The more cannabis LP’s produce, the lower reported unit cost and higher gross margin per gram, making financial results more appetizing to potential investors and bankers.

Company losses are then funded by raising money via term loans, revolving credit lines, convertible debentures, highly dilutive unit equity deals with warrant sweeteners and “at-the-money equity programs”, whereby companies can sell stock and raise cash directly from the market, fittingly called ATM’s. The capital allows companies to continue expanding into processing and manufacturing, which means oversupply in vape pens and other cannabis extract-based products is guaranteed down the road.

Fixing the dysfunctional industry

The only way to get a lower cannabis supply and higher prices is for governments to initiate constructive structural changes to the dysfunctional industry they created.

We need a reduction in the minimum $1 per gram excise tax, which began at 10 per cent of a $10 gram but now hovers at 25 per cent as cannabis prices have fallen by 60 per cent. We need a cut in the large markup the provinces charge producers for their inventory and distribution services which often requires product to crisscross the province. We need the removal of government wholesalers outright in favor of private market distribution, as is the case in Saskatchewan, where six wholesalers were permitted at the end of fiscal 2020.

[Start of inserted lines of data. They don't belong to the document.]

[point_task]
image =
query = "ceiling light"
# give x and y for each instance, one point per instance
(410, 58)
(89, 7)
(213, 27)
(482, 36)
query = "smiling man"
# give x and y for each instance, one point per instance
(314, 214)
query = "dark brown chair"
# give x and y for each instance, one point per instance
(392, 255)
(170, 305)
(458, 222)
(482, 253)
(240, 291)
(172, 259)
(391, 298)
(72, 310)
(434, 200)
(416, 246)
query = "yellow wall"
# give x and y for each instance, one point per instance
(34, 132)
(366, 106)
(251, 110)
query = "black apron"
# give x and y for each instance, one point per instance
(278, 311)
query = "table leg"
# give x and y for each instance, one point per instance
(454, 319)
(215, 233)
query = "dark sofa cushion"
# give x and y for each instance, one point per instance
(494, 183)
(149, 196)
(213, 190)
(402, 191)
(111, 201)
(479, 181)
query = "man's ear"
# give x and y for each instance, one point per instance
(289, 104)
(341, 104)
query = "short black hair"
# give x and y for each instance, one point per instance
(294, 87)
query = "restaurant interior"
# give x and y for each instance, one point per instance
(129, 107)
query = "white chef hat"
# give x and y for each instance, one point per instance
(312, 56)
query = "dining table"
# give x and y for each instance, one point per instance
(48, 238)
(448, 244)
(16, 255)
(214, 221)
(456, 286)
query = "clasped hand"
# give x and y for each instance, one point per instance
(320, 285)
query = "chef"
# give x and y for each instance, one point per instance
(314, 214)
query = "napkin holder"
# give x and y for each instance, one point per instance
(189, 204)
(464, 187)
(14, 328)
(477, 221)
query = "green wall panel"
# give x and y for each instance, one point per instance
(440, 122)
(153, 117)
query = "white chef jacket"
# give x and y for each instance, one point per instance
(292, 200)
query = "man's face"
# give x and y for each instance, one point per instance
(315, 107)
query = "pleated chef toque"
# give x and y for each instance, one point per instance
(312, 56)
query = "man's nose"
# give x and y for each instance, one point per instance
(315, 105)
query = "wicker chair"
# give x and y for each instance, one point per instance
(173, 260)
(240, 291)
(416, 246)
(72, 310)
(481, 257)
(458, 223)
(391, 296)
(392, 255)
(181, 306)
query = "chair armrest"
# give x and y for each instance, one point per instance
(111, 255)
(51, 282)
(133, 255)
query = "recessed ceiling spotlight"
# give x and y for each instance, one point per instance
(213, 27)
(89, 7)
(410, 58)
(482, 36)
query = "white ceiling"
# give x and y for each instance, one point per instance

We need consolidation in the LP space where over two dozen public companies continue to burn up investor funds to expand production and window dress their financial results rather than invest in clinical trials or product innovation. We need cannabis prices to stabilize at current levels because legal flower is now cheaper than that offered illegally, and a massive store rollout in Ontario and other provinces should finish the job of eradicating the black market.

These measures would make for a healthier industry, get government out of business, reduce the social and personal cost of more addiction to cannabis and allow long-suffering investors to finally partake in the fruit of their investments.

Chris Damas is the president of BCMI Research, investment research and corporate consulting company based in Barrie, Ontario.